SKILL.md source (frontmatter + body)
---
name: search-federal-datasets
description: When the user asks about U.S. federal government datasets — road networks, trade finance, ocean chemistry, agricultural statistics — or wants to find and download public federal data, reach for the data.gov catalog API. Full-text search across 400,000+ datasets via unauthenticated GET.
---
## When to use this skill
When the user asks whether the U.S. federal government has data on a topic — road networks, trade finance, ocean chemistry, agricultural statistics, county boundaries — or wants to find and download a specific federal dataset. The data.gov catalog indexes over 400,000 datasets from federal agencies via CKAN. This is a discovery layer: it returns metadata and download URLs, not the data files themselves. For questions about a specific known dataset's full record, use `package_show` (see Fallbacks). For the actual data, follow the `resources[].url` links to each agency's servers.
## Your best first call
```bash
curl "https://catalog.data.gov/api/3/action/package_search?q=county+roads+shapefile&rows=3"
```
No auth. No key. The `q` parameter does full-text search across titles, descriptions, and tags. Always include `rows` — without it you get 10 results from a 400,000+ catalog with no guarantee of relevance ordering. The `count` field in the response tells you total matches; `results` contains only the rows you asked for.
Key fields in the response:
- `result.count` — total matching datasets, not the rows returned. Use this to tell the user "N datasets match" before listing details.
- `result.results[].name` — the dataset slug, frozen at creation. Use this slug in `package_show` for full metadata.
- `result.results[].title` — human-readable title. Watch for slugs that diverge from titles: the EXIM Bank slug says `thru-12-31-2022` but the title says "Thru 09/30/2025" — the dataset was updated, the slug was not.
- `result.results[].resources[].url` — the download link for the actual data file, hosted on the publishing agency's server, not on data.gov.
- `result.results[].resources[].format` — file format (CSV, ZIP, PDF, etc.).
## Fallbacks (when the best first call isn't enough)
- **You already know the dataset slug** → `package_show?id=<slug>` returns the full metadata record — all resources, maintainer contact, access statistics (`tracking_summary`), and modification dates. Use when the user asks "tell me everything about dataset X."
- **You want to browse by thematic group** → `group_list` returns the 7 group slugs (agriculture, climate, energy, local, maritime, ocean, older-adults-health). Most datasets are not assigned to any group, so `package_search?q=` covers far more ground than group filtering.
## Pitfalls
- **This API is a metadata layer, not a data server.** Every `resources[].url` points to a file on the publishing agency's own infrastructure. Those files may have moved, changed format, or require agency-specific auth since the metadata was last updated.
- **Dataset slugs are frozen at creation.** The `name` field never changes even when the title is updated. Always resolve slugs via `package_search`, not by guessing from titles.

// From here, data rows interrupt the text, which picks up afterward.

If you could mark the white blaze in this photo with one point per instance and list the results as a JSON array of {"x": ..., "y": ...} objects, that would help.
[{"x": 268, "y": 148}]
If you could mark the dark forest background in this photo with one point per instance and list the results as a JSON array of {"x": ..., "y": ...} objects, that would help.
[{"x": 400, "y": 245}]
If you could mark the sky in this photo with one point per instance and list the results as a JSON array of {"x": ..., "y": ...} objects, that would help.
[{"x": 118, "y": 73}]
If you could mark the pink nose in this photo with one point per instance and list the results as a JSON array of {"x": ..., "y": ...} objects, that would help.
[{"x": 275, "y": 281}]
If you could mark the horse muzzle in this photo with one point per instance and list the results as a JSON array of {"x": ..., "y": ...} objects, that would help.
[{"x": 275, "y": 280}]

- **`package_search` with no `q` or `fq` parameter is a firehose.** It returns all 400,000+ datasets 10 rows at a time. Always pass a meaningful query.

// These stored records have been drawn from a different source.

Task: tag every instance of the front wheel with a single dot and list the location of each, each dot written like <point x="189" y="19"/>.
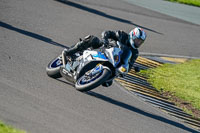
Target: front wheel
<point x="53" y="68"/>
<point x="86" y="83"/>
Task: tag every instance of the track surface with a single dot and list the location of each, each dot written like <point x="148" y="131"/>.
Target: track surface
<point x="32" y="32"/>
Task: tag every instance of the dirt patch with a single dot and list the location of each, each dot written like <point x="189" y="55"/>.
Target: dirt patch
<point x="182" y="104"/>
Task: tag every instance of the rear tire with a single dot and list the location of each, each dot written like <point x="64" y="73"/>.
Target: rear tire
<point x="53" y="68"/>
<point x="105" y="74"/>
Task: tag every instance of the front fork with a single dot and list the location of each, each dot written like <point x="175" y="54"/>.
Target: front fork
<point x="64" y="58"/>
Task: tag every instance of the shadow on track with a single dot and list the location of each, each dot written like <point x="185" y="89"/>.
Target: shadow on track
<point x="100" y="13"/>
<point x="31" y="34"/>
<point x="131" y="108"/>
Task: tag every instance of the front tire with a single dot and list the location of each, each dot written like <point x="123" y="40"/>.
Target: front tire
<point x="102" y="77"/>
<point x="53" y="68"/>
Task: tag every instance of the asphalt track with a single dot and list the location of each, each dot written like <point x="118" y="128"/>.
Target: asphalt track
<point x="32" y="32"/>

- **Group slugs have unpredictable numeric suffixes** (`agriculture8571`, `climate5434`). You cannot construct them from English words. Call `group_list` before using group names in a `fq=groups:` filter.
## One-line summary for the user
I can search the data.gov catalog for U.S. federal datasets by topic and return their download URLs — but this API provides metadata only, not the actual data files, which live on each agency's own servers.